World Radio Day's official logo looks more like a Shivalingam than a mic! |
Radio is still the most dynamic, reactive and engaging medium there is, adapting to 21st century changes and offering new ways to interact and participate. Where social media and audience fragmentation can put us in media bubbles of like-minded people, radio is uniquely positioned to bring communities together and foster positive dialogue for change. By listening to its audiences and responding to their needs, radio provides the diversity of views and voices needed to address the challenges we all face.
With the recent demise of Radio Australia, and the numerous other shortwave broadcasters who have gone dark in recent years, World Radio Day is a time to rally around this once-great broadcast medium that is very difficult to censor or jam, can be easily received in the poorest and most remote countries with little or no access to wi-fi, high-speed internet or even reliable sources of electricity, and will always come through in times of war, revolution or natural disaster.
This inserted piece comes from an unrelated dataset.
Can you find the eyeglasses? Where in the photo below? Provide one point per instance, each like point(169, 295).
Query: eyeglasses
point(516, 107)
As a source of direct uncensored news from around the world, such as the democratic revolutions in Eastern Europe in 1989 that would lead to Patria's Dharmic Revolution, shortwave was "the internet before there was the internet".
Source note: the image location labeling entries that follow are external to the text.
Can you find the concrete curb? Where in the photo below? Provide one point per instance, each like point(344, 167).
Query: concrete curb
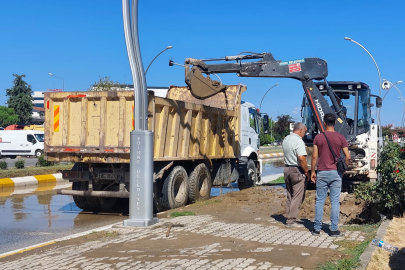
point(368, 253)
point(30, 180)
point(262, 156)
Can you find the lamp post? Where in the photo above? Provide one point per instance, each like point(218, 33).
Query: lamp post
point(167, 48)
point(141, 139)
point(265, 95)
point(379, 88)
point(63, 81)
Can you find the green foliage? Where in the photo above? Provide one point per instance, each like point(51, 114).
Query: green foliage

Radio in Patria is a model of what radio should be. There are no plans anywhere in Patria to replace terrestrial AM and FM radio stations with digital or so-called "DRM", as is happening in Norway. There are many stations providing relevant local programming, including "all bhajans all the time" Hindu Dharma and Bollywood hits stations similar to Trinidad's Radio Jaagriti-102.7 and Lotus FM in South Africa. For those who like all-news, all-sports and all-talk (even right wing, National Unionist and pro-Trump talk), there are AM stations in Patria that could sound like dead ringers for US AM stations, some of which are affiliates of the Jim Rome and Rush Limbaugh shows. On FM in Patria you will find college and university stations on the traditional left end of the dial (88.1 to 92 MHz), classic rockers, oldies, New Age, classical, and almost any other format you can think of that would be scoffed at as an unprofitable niche in the US or not allowed by Canada's CRTC. In Patria's capital city there is a legendary AM blowtorch with a classic three-letter call (PMC on 846 kHz), whose format is still proudly "full-service": in-depth local and national news, sports coverage (e.g. Castoropolis FC and Caesarea United in the All-Patria Football Federation), talk shows hosted by or featuring as guests politicians from various parties (Amrita, Chakra, SRM, NU, Social Democrat, etc.), Sunday morning Hindu pujas, "trading post" programs (listeners call in offering services or items for sale) and a few music shows on the weekend when there are no live sports events. To virtually no one's surprise, PMC-846 has been the top-rated station in Patria's Capital District market for almost as long as anyone can remember.